The changes would require preclearance from the US Department of Justice under the Voting Rights Act; however, the section of the Act requiring such preclearance in historically-discriminatory states and other areas, is currently facing a challenge before the Supreme Court of the US.

In the newly proposed map, there would be two North Fulton districts: District 1, which would include Johns Creek and parts of Alpharetta and Sandy Springs; and District 2, which would include Milton, Roswell, and parts of Alpharetta and Sandy Springs.

District 3 would also be a majority White District, starting at 10th Street in Midtown Atlanta as its southernmost border.  After years of gentrification, Midtown is nearly all-White.  District 3 would stretch north through Buckhead and Sandy Springs.

District 4 would be mostly west and northwest Atlanta.

District 5 would be South Atlanta and part of East Point.

District 6 would be South Fulton, including Chattahoochee Hills, College Park, Fairburn, Palmetto, and Union City.

The bill also establishes staggered terms for the Commissioners, and amends the powers and duties of the chairperson.


And House Bill 172, sponsored by Rep. Martin, would make changes to Fulton County’s civil service system for employees.  Any employee who is hired after the adoption of this bill would be automatically placed in an unclassified status.  Any current employee who is in a classified status but who accepts another position within Fulton County Government will be placed in an unclassified status.  It also provides that employees may be dismissed, demoted, or disciplined for any reason or no reason without notice, explanation, or appeal.

There are at least two upcoming opportunities to learn more and speak out about the proposed legislation.

On Sunday, February 17, 2013, Commissioner Darnell is hosting a meeting at 4pm at the Harriett G. Darnell Senior Multi-Purpose Facility at 677 Fairburn Road, NW, Atlanta.

And on Wednesday, February 20, a public hearing on the legislation will be held on the legislation in Room 341 at the State Capitol.


Comments (3)

Said this on 2-15-2013 At 03:14 pm

Some questions intowners should be asking themselves about whether a new Milton County would affect them:

Will a new Milton County be responsible for sustaining the debts it caused Fulton Co to incur while part of Fulton?

Will a new Milton County be limited to its historic boundaries or do the proponents of Milton County get to draw them from scratch? 

Will a new Milton County be forced to pay a fair value for the infrastructure financed and maintained by Fulton County and the City of Atlanta, the same infrastructure that has subsidized North Fulton's success for decades, or will it shortchange the ratepayers and taxpayers? 

Will ALL the residents of Fulton County have a say in whether they can un-merge just like they did in the 1930s when they merged or will intowners be disenfranchised? 

Burroughston Broch
Said this on 2-16-2013 At 07:29 pm

The area that would become a new Milton County has subsidized the other parts of Fulton County for years.

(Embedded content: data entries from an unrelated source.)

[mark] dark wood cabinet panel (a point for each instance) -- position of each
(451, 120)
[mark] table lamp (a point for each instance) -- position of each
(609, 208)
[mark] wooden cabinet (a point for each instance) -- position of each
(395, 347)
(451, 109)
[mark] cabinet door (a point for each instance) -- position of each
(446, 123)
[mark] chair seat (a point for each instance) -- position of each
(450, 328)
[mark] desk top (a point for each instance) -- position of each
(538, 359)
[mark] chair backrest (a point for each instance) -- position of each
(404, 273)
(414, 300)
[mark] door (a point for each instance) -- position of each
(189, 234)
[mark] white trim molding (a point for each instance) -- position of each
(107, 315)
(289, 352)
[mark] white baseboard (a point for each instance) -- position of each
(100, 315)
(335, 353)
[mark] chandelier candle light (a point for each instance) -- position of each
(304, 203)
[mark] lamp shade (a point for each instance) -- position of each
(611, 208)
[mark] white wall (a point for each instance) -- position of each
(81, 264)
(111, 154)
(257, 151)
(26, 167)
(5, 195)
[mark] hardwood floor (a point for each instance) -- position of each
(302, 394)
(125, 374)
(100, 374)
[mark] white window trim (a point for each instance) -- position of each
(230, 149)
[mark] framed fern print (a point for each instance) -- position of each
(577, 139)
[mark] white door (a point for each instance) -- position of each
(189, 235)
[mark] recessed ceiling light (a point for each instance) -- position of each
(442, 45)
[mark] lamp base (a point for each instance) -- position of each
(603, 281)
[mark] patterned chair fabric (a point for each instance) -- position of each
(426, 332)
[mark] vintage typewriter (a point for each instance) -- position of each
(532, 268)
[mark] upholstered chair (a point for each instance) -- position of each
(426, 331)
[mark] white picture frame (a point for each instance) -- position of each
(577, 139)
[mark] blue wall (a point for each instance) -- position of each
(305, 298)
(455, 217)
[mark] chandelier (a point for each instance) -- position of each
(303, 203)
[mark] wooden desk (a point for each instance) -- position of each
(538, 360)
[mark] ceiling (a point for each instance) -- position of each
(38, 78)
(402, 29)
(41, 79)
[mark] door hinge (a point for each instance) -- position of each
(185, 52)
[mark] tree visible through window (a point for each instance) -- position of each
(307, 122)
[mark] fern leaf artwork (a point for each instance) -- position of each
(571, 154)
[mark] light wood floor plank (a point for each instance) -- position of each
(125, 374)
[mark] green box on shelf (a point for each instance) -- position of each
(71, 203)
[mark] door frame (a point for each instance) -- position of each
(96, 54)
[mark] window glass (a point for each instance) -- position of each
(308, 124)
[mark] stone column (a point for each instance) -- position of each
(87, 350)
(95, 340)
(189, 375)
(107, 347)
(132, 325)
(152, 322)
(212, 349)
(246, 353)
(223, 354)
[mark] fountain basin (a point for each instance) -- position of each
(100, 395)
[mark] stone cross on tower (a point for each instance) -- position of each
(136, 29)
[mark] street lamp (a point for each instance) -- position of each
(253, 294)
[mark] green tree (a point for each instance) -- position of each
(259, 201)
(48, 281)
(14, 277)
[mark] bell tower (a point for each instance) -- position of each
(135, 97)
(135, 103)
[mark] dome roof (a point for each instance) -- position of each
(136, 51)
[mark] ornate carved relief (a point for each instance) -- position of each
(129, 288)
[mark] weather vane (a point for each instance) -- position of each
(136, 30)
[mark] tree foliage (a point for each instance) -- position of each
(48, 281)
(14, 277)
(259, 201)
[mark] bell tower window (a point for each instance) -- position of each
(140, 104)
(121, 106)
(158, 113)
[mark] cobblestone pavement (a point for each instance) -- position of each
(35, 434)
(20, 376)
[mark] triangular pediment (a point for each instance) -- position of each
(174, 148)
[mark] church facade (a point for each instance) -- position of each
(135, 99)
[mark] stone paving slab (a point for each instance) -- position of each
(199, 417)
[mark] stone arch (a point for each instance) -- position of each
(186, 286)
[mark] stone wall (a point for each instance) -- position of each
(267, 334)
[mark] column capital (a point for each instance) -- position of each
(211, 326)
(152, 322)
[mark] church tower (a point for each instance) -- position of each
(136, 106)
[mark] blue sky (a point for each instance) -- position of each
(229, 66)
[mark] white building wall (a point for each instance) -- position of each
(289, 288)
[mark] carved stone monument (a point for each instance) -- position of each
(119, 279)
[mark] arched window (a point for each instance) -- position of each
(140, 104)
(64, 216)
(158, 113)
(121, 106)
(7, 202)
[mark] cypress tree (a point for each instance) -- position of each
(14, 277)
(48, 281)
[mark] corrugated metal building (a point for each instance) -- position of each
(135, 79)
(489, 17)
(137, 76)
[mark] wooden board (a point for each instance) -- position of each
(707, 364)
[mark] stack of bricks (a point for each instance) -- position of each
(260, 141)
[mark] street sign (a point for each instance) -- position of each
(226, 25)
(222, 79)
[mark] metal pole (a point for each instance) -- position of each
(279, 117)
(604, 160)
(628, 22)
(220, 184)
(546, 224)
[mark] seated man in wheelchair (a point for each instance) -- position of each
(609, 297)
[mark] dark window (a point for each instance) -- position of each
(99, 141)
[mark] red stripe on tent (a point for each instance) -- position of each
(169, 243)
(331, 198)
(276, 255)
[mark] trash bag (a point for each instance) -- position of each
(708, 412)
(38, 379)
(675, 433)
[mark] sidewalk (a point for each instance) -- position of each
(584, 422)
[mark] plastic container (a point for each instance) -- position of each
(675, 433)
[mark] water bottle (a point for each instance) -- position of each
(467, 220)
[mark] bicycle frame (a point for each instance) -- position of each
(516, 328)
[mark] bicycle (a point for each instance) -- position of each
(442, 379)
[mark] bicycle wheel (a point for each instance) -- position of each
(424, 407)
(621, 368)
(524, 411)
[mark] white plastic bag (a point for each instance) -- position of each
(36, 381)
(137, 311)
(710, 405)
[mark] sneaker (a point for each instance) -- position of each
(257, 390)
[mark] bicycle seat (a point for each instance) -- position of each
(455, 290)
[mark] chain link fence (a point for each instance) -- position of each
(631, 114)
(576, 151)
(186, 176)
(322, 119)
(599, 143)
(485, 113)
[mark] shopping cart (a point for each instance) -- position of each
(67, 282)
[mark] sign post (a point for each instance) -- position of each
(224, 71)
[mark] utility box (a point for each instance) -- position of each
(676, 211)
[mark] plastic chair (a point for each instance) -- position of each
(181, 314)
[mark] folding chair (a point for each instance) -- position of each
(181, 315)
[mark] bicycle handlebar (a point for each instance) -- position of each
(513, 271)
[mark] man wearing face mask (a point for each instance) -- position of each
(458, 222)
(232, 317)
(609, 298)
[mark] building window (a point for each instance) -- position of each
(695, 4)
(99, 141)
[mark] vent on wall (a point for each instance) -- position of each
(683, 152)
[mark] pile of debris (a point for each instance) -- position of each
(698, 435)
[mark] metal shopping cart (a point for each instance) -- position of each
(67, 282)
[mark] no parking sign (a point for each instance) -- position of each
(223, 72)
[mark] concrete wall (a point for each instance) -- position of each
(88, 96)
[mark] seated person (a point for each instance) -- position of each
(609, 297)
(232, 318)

No debts to assume. Remember that all of what will become the new Milton County is now cities.

The new Milton County will probably be all of Fulton County north of the City of Atlanta. That is the area occupied by the existing North Fulton cities.

Issues with the City of Atlanta were resolved when Sandy Springs incorporated. The remaining issues with Fulton County (primarily libraries and the like) will be resolved as required by law.

The measure will require a constitutional amendment, ratified by 2/3 of of both Houses of the Legislature and by a majority of voters in a statewide referendum.

Said this on 2-18-2013 At 03:58 pm

I think the State should handle their own affairs and leave fulton county alone. Fulton County is the #1 county in Georgia fiscally and has one of the best bond ratings out of 159 counties. They continue to do more with less and have a surplus at the end of each fiscal year. That is a sign of good governence, I truly feel sadly, that in the county where Dr Martin Luther King Jr. lived such rhetoric would take place by a few republicans.

So again I say... LEAVE WELL ENOUGH ALONE or better yet. IF IT'S NOT BROKE... DON'T FIX IT!